Reverend Garland Mason of Richmond, VA, writes: "Dear Wm.™ Steven Humphrey. Though you will most certainly find yourself roasting in the deepest, hottest pits of Hell, plagued by horrific demons who shall delight in poking your plump bottom with their sharpened implements of torture throughout all eternity--I enjoy your column and read it every week.
"However, I must take umbrage with your column of last week, filthily entitled 'You've Got Pork-a-bility.' Your assertion--that a new show can only be successful if a viewer wishes to engage in sexual coitus with (or 'pork') someone in the cast--is unseemly. Instead of 'Pork-a-bility,' what of 'Moral-a-bility'? I'm quite certain your readers are all fine, upstanding people of high moral values..."
[Pffsshhttbbttt!! Sorry to interrupt, folks. That last statement made me spit the cock out of my mouth. --Humpy]
"...and I believe it's unfair for you to ignore their television needs. Please devote your next column to finding new moral shows for our perusal. For so sayeth Paul in the book of Ephesians (2: 4-8), "God who is rich in mercy, for his great love wherewith he loved us, even when we were dead in sins, hath quickened us...."
YAH! YAH! YAH! Jesus did this! BLAH! BLAH! BLAH! Jesus did that! Okay, Reverend, we've heard the story before. We renounce our evil ways and bathe throughout eternity in the holy blood of the lamb, yada, yada, yada. Tell you what: I'll turn the steering wheel over to Christ whenever he decides to do the right thing and resurrect John Ritter. (Sniff! Oh, John... you poor magnificent bastard.)

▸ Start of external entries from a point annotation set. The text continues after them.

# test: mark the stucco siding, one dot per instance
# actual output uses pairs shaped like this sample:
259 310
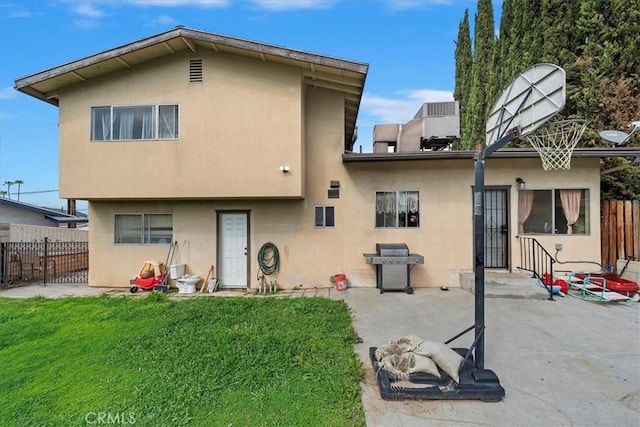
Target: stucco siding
237 128
310 255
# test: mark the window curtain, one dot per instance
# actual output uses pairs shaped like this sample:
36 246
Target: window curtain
386 203
168 121
525 203
125 130
386 206
106 126
147 123
570 200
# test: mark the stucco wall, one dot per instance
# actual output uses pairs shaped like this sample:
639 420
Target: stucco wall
309 255
237 128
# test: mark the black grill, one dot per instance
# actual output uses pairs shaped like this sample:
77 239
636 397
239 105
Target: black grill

However! The good Reverend has a point; there are a few new shows debuting this week that may be a wee light on the "pork," but worth checking out anyway. Such as....
Joan of Arcadia (CBS, Fridays, 8 pm, debuts Sept 26). Amber Tamblyn (The Ring), as the daughter of a small-town sheriff (Joe Mantegna), flips her wig after getting multiple visitations from God. To make things even more confusing, God appears as a myriad of different people and, as usual, MAKES NO FAWKING SENSE. Rather than Touched by an Angel, this is more like Touched by a Bizarre Sadistic Megalomaniac.

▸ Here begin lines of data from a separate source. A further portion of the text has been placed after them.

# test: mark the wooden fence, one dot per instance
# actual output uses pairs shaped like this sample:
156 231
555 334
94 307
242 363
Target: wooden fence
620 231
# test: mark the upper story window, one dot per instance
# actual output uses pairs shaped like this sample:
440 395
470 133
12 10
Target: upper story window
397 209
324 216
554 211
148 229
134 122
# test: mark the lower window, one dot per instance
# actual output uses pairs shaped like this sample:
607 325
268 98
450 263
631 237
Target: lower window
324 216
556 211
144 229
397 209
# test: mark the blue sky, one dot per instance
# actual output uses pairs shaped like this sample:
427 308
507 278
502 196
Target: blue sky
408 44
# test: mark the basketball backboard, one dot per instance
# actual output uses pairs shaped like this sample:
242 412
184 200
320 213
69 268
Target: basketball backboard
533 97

Miss Match (NBC, Fridays, 8 pm, debuts Sept 26). The sporadically brilliant Alicia Silverstone (brilliant in Clueless, dumb in Batman & Robin) returns as a divorce lawyer by day, matchmaker by night. This show has it all: comedy and a strong moral center, which is tucked away deep inside Alicia's perky pork-able bottom.
The Lyon's Den (NBC, Sundays, 10 pm, debuts Sept 28). I've been thinking about punching Rob Lowe in the face. Who's with me?! After he was justifiably booted from The West Wing, I thought we'd seen the last of this smarmy, self-satisfied snark. Now he's playing a preachy, self-righteous lawyer helping the poor and disenfranchised? I liked him better when he was porking 15-year-olds at the Democratic National Convention!